A higher proportion of women are now in workplace pensions than men according to Office for National Statistics figures published today.
New data on workplace pension scheme membership drawn from the latest Annual Survey of Hours and Earnings for 2018 shows where workplace pensions saving is heading.
It shows that among full-time and part-time workers, a higher proportion of women than men, are now members of workplace pension schemes.
This is partly driven by the fact that pension membership rates are much higher in the public sector where women make up a larger proportion of the workforce.
But this does not mean that women are anywhere near achieving pension equality according Royal London director of policy Steve Webb.
He says: “While it is great news that far more women are now members of workplace pensions than in the past, there remains a pension gulf between men and women.

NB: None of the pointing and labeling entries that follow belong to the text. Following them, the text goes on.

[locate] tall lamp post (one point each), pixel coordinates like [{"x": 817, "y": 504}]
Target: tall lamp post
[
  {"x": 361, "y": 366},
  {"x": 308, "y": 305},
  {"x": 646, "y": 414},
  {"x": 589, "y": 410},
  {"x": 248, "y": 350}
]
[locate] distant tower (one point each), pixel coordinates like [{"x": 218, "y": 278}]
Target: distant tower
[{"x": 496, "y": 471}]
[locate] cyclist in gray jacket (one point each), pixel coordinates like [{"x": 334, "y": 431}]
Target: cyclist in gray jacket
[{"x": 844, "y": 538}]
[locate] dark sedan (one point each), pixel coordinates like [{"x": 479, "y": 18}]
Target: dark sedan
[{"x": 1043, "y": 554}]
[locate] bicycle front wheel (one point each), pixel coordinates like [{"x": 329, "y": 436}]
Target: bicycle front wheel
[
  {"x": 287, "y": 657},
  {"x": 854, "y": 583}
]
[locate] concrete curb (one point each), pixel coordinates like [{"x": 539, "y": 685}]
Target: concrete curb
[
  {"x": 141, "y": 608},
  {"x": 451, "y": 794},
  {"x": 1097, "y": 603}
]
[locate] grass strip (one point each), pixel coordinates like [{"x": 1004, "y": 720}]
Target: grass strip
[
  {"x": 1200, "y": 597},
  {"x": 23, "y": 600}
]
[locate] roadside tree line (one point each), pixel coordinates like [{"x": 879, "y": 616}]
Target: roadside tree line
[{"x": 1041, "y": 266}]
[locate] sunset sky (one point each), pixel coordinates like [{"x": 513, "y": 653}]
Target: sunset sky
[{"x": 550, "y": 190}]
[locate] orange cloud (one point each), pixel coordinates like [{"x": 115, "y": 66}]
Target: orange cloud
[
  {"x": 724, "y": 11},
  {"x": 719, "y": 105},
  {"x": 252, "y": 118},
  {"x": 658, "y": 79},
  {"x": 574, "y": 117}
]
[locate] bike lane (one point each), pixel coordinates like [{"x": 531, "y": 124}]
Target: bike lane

“Being a member of a pension is a great start, but the size of your pension will depend on how much you earn and how much you and your employer contribute.
“On both of these fronts, inequalities in the jobs market mean that women are still lagging far behind men when it comes to building up decent pensions. On current trends, women’s pension equality could still be decades away.”
The statistics also show how auto-enrolment has boosted workplace saving as 76 per cent of UK employees were members of a workplace pension scheme in 2018, up from 73 per cent in 2017.
This is a 29 percentage points increase compared with 2012, when auto-enrolment was introduced.